Guess I'm just trying to let your readers know a) the potential drawbacks of doing this in general, and b) an alternative, especially since somebody tried your method and it didn't succeed at first. I used to like running servers from my home so I'm interested in general but haven't done so in 15 years or so. Thanks for the article and good luck.

@dexygen it is not my readers only they are reading your comments as well 😜

I just had this post in my mind and had to let it free. I belive I gave plenty of alternatives (without actual example thought). I am aware that no solution is perfect and therefore all criticism is well received and in good faith.
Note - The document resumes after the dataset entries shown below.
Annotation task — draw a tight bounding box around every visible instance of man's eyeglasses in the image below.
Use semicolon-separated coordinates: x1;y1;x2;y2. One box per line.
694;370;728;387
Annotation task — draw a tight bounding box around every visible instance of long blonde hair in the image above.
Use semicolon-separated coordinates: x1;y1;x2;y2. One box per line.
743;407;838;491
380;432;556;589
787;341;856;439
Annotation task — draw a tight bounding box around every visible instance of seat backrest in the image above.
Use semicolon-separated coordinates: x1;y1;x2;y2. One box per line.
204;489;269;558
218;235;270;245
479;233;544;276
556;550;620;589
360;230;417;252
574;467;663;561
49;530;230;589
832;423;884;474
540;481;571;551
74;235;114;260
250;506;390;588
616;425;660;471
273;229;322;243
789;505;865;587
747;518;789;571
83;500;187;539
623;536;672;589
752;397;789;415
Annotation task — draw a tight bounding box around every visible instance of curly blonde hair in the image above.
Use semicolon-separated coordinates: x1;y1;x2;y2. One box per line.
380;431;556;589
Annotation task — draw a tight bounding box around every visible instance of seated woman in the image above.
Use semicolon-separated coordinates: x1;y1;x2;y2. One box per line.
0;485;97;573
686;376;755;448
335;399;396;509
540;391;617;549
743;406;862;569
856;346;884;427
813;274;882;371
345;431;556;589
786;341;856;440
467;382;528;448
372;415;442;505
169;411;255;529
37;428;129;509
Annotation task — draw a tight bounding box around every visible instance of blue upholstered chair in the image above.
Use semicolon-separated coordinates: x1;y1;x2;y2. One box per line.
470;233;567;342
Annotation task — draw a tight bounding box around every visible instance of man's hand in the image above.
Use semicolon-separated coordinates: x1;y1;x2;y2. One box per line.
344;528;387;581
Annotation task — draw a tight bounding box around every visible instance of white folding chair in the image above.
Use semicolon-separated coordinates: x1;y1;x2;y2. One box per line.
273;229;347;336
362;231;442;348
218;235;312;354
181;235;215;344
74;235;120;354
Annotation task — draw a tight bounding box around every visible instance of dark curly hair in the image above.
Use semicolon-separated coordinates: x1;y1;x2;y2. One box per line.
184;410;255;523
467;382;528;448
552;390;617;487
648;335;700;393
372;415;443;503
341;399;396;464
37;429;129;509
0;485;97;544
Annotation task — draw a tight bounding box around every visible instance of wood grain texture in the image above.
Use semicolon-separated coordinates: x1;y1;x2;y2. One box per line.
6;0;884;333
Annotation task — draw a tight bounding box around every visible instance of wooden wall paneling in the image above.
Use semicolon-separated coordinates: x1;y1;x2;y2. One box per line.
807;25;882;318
I am always greatful of insightful comments like yours so please keep it up.

 

Just a note: Before you expose any server to the web, check the terms of your ISP's service contract! Some ISPs strictly forbid running public servers on certain plans, and can choose to disconnect your service if you violate those terms.

Spectrum is one such example. While I have no complaints about their service — best I've ever seen on all fronts, actually — I do have to pay a little more for Business Internet to be allowed to run a public server. The terms of Residential service just does not permit it.

 

With these tools you're creating an SSH tunnel and serving to the outside world from their host. How would your ISP even know?

 

@codemouse92 thanks for your comment, I was not aware this term might be in existence from ISP's side but I was also made aware from another comment earlier thanks for pointing out.

 

I like these services but I freak a little about security. Specially this one doesn't have any kind of Privacy statement on their website.
I would prefer something hosted by myself.
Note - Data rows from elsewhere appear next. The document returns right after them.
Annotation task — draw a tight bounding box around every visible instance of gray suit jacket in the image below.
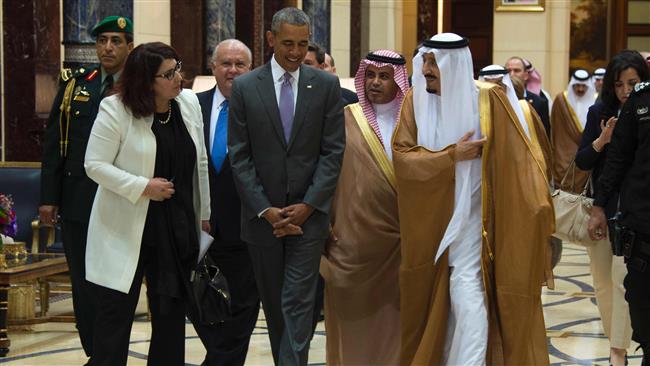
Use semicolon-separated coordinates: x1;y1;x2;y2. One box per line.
228;63;345;245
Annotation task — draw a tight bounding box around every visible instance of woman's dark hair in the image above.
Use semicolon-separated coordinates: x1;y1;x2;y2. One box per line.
600;50;650;110
117;42;180;118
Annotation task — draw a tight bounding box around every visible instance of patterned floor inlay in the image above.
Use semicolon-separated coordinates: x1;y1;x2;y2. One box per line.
0;244;641;366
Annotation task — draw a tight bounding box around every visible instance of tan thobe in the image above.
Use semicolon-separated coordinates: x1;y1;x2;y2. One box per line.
321;104;400;365
551;91;589;192
393;82;554;365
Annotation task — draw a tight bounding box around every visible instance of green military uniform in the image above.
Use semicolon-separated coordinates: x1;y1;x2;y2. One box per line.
41;63;102;356
41;16;133;356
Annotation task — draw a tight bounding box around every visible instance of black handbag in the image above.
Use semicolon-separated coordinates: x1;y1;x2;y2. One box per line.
190;254;231;325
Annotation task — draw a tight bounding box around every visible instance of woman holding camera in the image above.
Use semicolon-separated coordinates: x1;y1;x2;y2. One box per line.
575;51;648;365
85;42;210;366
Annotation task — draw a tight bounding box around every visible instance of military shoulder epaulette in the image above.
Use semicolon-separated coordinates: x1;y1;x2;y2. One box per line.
59;67;91;83
634;81;650;93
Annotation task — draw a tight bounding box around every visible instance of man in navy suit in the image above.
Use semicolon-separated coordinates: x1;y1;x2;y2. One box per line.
228;8;345;365
195;39;260;366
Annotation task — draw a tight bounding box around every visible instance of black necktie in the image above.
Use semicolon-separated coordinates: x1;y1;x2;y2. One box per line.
102;75;113;98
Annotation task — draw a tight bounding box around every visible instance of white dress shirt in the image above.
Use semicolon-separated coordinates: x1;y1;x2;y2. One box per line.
257;54;300;217
372;98;400;161
208;86;228;155
271;54;300;114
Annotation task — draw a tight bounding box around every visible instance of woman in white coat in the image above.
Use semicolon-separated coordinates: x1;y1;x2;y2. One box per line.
85;42;210;366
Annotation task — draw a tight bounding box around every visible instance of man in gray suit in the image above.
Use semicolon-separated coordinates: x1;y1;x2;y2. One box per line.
228;8;345;365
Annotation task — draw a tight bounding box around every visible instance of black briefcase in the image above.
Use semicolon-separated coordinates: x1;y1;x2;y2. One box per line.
190;254;231;325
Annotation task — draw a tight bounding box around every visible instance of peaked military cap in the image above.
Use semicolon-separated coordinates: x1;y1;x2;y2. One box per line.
90;15;133;38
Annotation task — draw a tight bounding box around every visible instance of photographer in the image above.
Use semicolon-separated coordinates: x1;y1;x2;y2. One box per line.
575;50;648;366
589;70;650;365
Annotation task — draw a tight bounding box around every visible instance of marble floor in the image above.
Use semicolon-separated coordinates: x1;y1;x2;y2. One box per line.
0;244;641;366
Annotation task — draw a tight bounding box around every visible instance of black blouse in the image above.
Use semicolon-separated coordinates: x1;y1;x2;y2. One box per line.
576;101;618;217
142;100;199;308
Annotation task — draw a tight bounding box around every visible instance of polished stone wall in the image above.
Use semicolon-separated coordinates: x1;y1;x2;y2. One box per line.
205;0;236;65
302;0;331;52
2;0;60;161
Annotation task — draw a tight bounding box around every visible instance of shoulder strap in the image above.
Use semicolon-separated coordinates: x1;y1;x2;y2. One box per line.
59;78;77;156
476;87;494;261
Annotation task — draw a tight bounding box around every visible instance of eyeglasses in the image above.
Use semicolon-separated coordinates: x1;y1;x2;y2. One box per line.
155;61;183;81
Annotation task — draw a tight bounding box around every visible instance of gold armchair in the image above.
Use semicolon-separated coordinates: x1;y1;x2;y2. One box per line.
32;219;75;322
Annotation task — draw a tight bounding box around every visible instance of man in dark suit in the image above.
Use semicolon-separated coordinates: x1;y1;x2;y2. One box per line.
505;56;551;139
38;16;133;364
194;39;260;366
228;8;345;365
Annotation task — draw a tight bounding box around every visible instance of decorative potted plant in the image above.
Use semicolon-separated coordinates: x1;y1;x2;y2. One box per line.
0;193;17;256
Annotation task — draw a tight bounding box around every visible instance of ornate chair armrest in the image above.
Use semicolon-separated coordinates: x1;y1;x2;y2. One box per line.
32;219;55;254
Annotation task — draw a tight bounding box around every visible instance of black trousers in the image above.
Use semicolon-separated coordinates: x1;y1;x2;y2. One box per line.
89;245;189;366
61;220;95;357
194;241;260;366
248;237;325;366
623;250;650;365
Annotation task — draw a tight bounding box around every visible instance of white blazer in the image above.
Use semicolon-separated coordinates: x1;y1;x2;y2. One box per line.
84;90;210;293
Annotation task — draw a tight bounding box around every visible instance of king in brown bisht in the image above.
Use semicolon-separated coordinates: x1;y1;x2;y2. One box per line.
321;50;409;365
393;33;554;365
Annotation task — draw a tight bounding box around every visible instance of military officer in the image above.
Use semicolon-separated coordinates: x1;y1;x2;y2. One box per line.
39;16;133;359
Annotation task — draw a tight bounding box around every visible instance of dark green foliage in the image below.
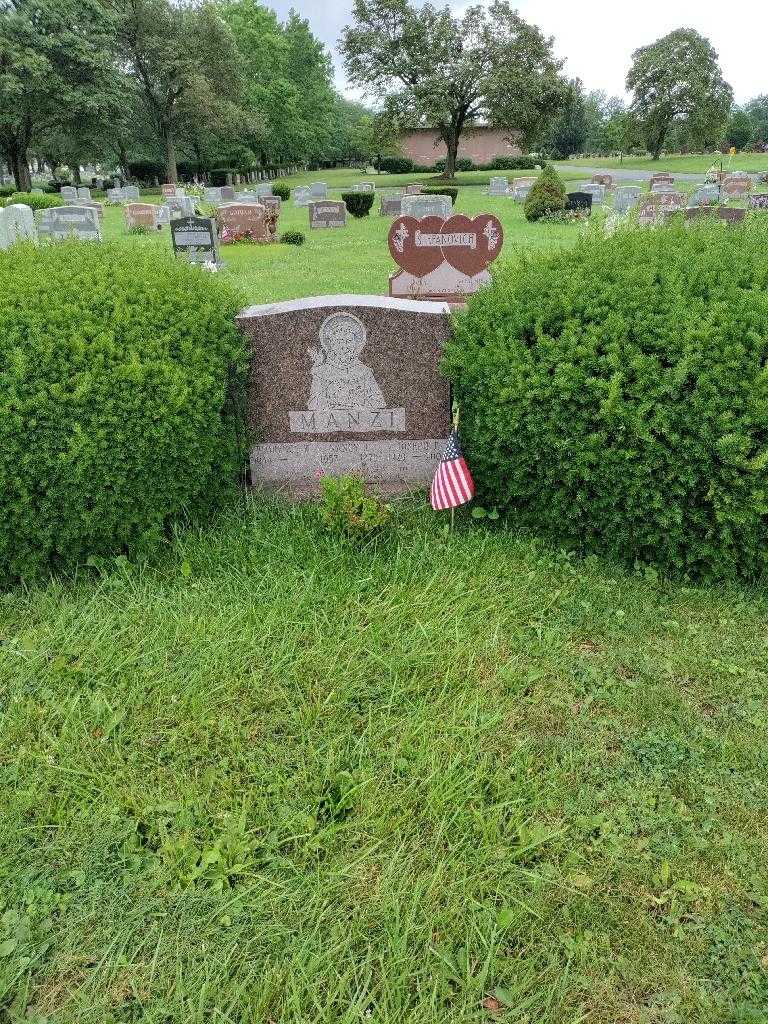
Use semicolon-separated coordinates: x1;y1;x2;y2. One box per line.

There may be some docker images to do that by yourself like: docker-tunnel, docker-tunnel (2), etc.

 

@lardissone The way I see this used is for a few minutes running where I need to test a few quick features and then I turn it down again but you are right I would probably not use it for a mission critical web app.

Thanks for mentioning the alternatives though.

 

Using "Localhost.run" it says "nothing connected here, check your SSH!"
Any solution?

 

run your command with debugging enabled -v like this

ssh -R 80:localhost:3000 ssh.localhost.run -v

and report back with the output might be able to spot what is going on

 

Thanks for your reply.
But I still having the same problem. my localhost runs on localhost:80
so I ran this command: "ssh -R 80:localhost:80 ssh.localhost.run -v"
and got the same message: "Nothing connected here, check your SSH!"

@jfbiswajit Are you running on windows ?
I have seen this message that might be from the developer of localhost.run and describes the same error message but no solution

news.ycombinator.com/item?id=14035132

perhaps the windows is not supported at the moment but I have never seen this, I will see if I can get my hands on a windows machine and give it a try.

You might want to try serveo solution as well.

 

very easy to setup,thanks :)

 

for bash users you can create a bash alias for it like this:

function localserve(){
ssh -R 80:localhost:"$1" ssh.localhost.run
}

and then use it as localserve 3000

 

@whatthehanan thanks for stopping by and for your addition. Indeed it make life easier if one is using this technique a lot.

 

Also worth mentioning... Cloudflare Argo Tunnel developers.cloudflare.com/argo-tun... can be used with or without registering for an account

 

@gabanz thanks for the comment. Added cloudflare argo tunnel to the list of similar services at the end of the post.

 

Whoa, very cool. Will definitely give this a try

 

@beznet I was hoping for people to find useful/cool thanks for stopping by and the comments.

 

The first "big" one of these I remember using was localtunnel, which is just the same sort of ssh wrapper. For some reason, when things like ngrok came out everyone forgot about it though.

 

What's append to serveo ? Is it dead ?

 

Yes seems to be not working, I took a note and edited the post, thanks for posting.